One concern is the cost of removing the hazardous materials, some of which may be borne by the developer/operator. In addition, systems for water distribution, waste disposal, and energy production might need to be completely rebuilt.

The costs of rebuilding may end up amounting to $100 million or even $200 million, which could lead a developer to seek to construct hundreds of overnight units to get a return on his investment.

At the time Caneel was built, there were few accommodations on St. John other than a National Park campground and a few guesthouses. Tourists seeking luxury accommodation had only one choice: Caneel Bay, which catered to all of their needs, including upscale restaurants, watersports, and spa services. Now, however, there are hundreds of villa rentals available on St. John at all price ranges and levels of luxury. Service providers like chefs and massage therapists who come directly to villas are now mainstream.

The economic benefit that Caneel provided in the past may have been replaced and may now be more widely distributed. Given St. John’s thriving villa industry, DiGiacomo asks, is a luxury resort even desirable?

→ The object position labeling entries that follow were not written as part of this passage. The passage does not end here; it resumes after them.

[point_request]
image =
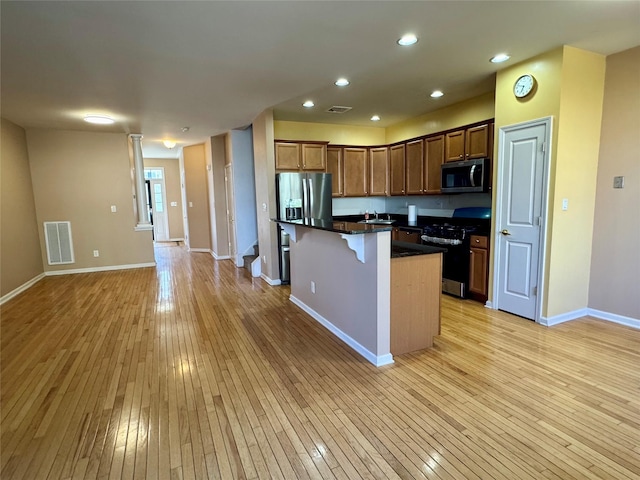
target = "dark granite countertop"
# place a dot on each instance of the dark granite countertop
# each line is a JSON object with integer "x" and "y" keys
{"x": 338, "y": 226}
{"x": 404, "y": 249}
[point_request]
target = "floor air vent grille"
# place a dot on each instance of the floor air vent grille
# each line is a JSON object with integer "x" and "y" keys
{"x": 59, "y": 244}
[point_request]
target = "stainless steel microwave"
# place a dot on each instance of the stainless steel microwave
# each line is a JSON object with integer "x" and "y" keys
{"x": 466, "y": 176}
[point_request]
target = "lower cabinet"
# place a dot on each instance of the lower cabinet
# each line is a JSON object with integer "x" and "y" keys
{"x": 479, "y": 267}
{"x": 406, "y": 234}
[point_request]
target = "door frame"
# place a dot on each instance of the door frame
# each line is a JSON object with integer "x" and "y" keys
{"x": 544, "y": 224}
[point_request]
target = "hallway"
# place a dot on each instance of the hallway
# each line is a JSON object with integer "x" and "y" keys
{"x": 193, "y": 369}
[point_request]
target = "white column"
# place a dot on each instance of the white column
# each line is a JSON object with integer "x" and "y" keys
{"x": 138, "y": 168}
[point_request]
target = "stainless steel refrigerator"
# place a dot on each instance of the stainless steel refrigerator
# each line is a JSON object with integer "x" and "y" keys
{"x": 300, "y": 195}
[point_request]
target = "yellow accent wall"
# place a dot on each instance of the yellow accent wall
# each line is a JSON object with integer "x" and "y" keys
{"x": 464, "y": 113}
{"x": 332, "y": 133}
{"x": 570, "y": 85}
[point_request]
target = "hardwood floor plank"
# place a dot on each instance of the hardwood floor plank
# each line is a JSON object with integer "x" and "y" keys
{"x": 194, "y": 369}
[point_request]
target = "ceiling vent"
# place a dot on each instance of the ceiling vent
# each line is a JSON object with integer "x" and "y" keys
{"x": 338, "y": 109}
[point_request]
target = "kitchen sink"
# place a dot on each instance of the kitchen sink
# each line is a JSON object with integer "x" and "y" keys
{"x": 377, "y": 221}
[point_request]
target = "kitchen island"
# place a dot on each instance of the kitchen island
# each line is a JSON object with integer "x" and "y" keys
{"x": 379, "y": 297}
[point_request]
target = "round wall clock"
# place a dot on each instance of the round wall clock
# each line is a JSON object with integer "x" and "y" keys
{"x": 524, "y": 86}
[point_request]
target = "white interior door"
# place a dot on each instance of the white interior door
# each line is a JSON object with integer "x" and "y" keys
{"x": 521, "y": 206}
{"x": 159, "y": 206}
{"x": 228, "y": 183}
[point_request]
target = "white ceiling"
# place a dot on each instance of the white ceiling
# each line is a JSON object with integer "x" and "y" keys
{"x": 213, "y": 66}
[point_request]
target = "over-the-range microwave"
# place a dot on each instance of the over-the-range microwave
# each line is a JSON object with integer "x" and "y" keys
{"x": 466, "y": 176}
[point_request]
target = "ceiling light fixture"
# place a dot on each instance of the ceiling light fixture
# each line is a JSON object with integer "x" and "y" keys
{"x": 501, "y": 57}
{"x": 99, "y": 119}
{"x": 408, "y": 39}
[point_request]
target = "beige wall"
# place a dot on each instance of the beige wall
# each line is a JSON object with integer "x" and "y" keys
{"x": 20, "y": 258}
{"x": 218, "y": 198}
{"x": 615, "y": 261}
{"x": 324, "y": 132}
{"x": 569, "y": 89}
{"x": 195, "y": 179}
{"x": 77, "y": 176}
{"x": 264, "y": 165}
{"x": 171, "y": 168}
{"x": 464, "y": 113}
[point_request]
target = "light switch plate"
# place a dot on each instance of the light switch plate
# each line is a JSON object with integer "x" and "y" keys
{"x": 618, "y": 182}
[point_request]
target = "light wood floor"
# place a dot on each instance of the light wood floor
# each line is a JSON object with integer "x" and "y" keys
{"x": 195, "y": 370}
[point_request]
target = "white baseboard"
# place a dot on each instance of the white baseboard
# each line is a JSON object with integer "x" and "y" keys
{"x": 99, "y": 269}
{"x": 21, "y": 288}
{"x": 377, "y": 360}
{"x": 270, "y": 281}
{"x": 612, "y": 317}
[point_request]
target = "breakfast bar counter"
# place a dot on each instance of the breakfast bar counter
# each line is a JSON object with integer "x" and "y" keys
{"x": 344, "y": 276}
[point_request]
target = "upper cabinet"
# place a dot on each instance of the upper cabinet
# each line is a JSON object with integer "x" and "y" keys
{"x": 434, "y": 158}
{"x": 301, "y": 155}
{"x": 356, "y": 171}
{"x": 335, "y": 168}
{"x": 468, "y": 143}
{"x": 414, "y": 157}
{"x": 379, "y": 171}
{"x": 397, "y": 169}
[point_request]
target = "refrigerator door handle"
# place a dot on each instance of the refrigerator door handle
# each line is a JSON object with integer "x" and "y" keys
{"x": 305, "y": 198}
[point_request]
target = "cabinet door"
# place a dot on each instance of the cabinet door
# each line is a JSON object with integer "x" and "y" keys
{"x": 434, "y": 158}
{"x": 477, "y": 142}
{"x": 335, "y": 168}
{"x": 415, "y": 167}
{"x": 454, "y": 146}
{"x": 397, "y": 169}
{"x": 379, "y": 171}
{"x": 314, "y": 156}
{"x": 287, "y": 156}
{"x": 356, "y": 172}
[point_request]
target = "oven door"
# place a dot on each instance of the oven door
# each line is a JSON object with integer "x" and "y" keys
{"x": 455, "y": 268}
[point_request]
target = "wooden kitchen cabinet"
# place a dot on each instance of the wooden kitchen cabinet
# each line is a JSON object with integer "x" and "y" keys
{"x": 397, "y": 169}
{"x": 434, "y": 158}
{"x": 356, "y": 171}
{"x": 305, "y": 156}
{"x": 414, "y": 156}
{"x": 335, "y": 168}
{"x": 469, "y": 143}
{"x": 287, "y": 156}
{"x": 379, "y": 171}
{"x": 479, "y": 267}
{"x": 314, "y": 156}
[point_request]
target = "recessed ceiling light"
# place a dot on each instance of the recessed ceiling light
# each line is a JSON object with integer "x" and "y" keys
{"x": 501, "y": 57}
{"x": 99, "y": 119}
{"x": 408, "y": 39}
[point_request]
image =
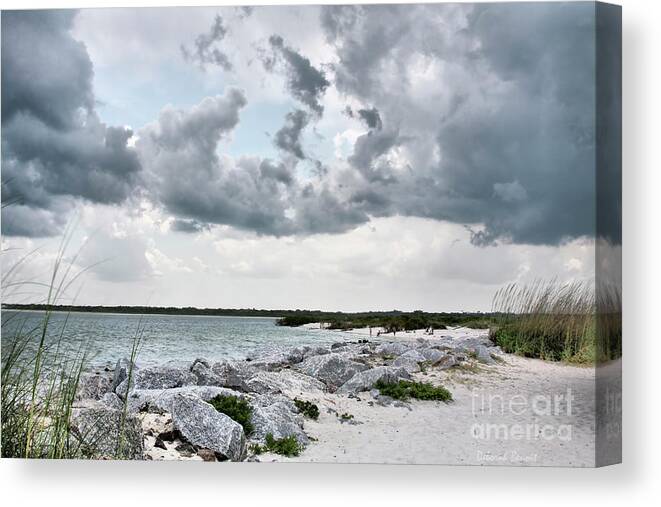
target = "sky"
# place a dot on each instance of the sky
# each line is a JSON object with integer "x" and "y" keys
{"x": 329, "y": 157}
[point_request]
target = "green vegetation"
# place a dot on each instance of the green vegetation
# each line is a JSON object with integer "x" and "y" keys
{"x": 557, "y": 322}
{"x": 235, "y": 408}
{"x": 307, "y": 408}
{"x": 286, "y": 446}
{"x": 41, "y": 373}
{"x": 392, "y": 322}
{"x": 405, "y": 389}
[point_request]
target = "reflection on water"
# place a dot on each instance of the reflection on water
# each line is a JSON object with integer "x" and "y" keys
{"x": 166, "y": 338}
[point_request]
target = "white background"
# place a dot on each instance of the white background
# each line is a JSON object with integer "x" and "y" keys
{"x": 637, "y": 481}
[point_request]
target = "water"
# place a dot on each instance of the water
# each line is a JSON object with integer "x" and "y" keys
{"x": 166, "y": 338}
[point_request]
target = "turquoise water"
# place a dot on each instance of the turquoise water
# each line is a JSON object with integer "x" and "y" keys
{"x": 165, "y": 338}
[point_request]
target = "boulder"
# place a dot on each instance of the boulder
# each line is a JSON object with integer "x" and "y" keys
{"x": 276, "y": 415}
{"x": 414, "y": 355}
{"x": 410, "y": 361}
{"x": 409, "y": 364}
{"x": 113, "y": 401}
{"x": 483, "y": 354}
{"x": 431, "y": 355}
{"x": 159, "y": 401}
{"x": 287, "y": 382}
{"x": 310, "y": 351}
{"x": 104, "y": 432}
{"x": 93, "y": 386}
{"x": 157, "y": 377}
{"x": 392, "y": 349}
{"x": 332, "y": 369}
{"x": 365, "y": 380}
{"x": 446, "y": 362}
{"x": 121, "y": 372}
{"x": 271, "y": 362}
{"x": 203, "y": 426}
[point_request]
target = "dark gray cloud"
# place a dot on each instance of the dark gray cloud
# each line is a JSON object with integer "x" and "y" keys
{"x": 506, "y": 140}
{"x": 188, "y": 226}
{"x": 305, "y": 82}
{"x": 206, "y": 48}
{"x": 288, "y": 138}
{"x": 480, "y": 114}
{"x": 187, "y": 177}
{"x": 54, "y": 148}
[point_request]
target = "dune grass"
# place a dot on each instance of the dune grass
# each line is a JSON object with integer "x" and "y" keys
{"x": 406, "y": 389}
{"x": 236, "y": 409}
{"x": 42, "y": 370}
{"x": 557, "y": 322}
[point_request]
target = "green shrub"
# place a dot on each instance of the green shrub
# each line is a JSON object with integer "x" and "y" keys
{"x": 405, "y": 389}
{"x": 307, "y": 408}
{"x": 553, "y": 321}
{"x": 237, "y": 409}
{"x": 286, "y": 446}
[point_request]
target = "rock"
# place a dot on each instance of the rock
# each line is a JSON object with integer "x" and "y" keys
{"x": 93, "y": 386}
{"x": 121, "y": 372}
{"x": 185, "y": 449}
{"x": 409, "y": 364}
{"x": 157, "y": 377}
{"x": 332, "y": 369}
{"x": 200, "y": 360}
{"x": 272, "y": 362}
{"x": 204, "y": 375}
{"x": 295, "y": 355}
{"x": 234, "y": 374}
{"x": 228, "y": 374}
{"x": 202, "y": 425}
{"x": 276, "y": 415}
{"x": 392, "y": 349}
{"x": 483, "y": 355}
{"x": 112, "y": 400}
{"x": 410, "y": 361}
{"x": 365, "y": 380}
{"x": 288, "y": 382}
{"x": 414, "y": 355}
{"x": 446, "y": 362}
{"x": 314, "y": 351}
{"x": 431, "y": 355}
{"x": 207, "y": 454}
{"x": 160, "y": 400}
{"x": 103, "y": 432}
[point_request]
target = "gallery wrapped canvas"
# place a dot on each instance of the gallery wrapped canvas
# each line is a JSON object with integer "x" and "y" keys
{"x": 347, "y": 234}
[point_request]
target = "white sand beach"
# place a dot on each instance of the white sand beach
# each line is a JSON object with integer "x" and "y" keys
{"x": 435, "y": 432}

Furthermore, he suggested, if the Park Service and the public choose the no-action alternative, it gives the park the opportunity to further explore the archaeological sites yet undiscovered, including remnants of Taino civilization that might otherwise be disturbed in the frenzy of reconstruction.

At Tuesday’s meeting, numerous questions were raised regarding the protection of natural and cultural resources, the funding of the resort, the cleanup of hazardous materials, and access to trails and beaches.

“Turn your questions into statements,” said Fields. “We want to hear from as many people as possible for something that will have implications for generations to come.”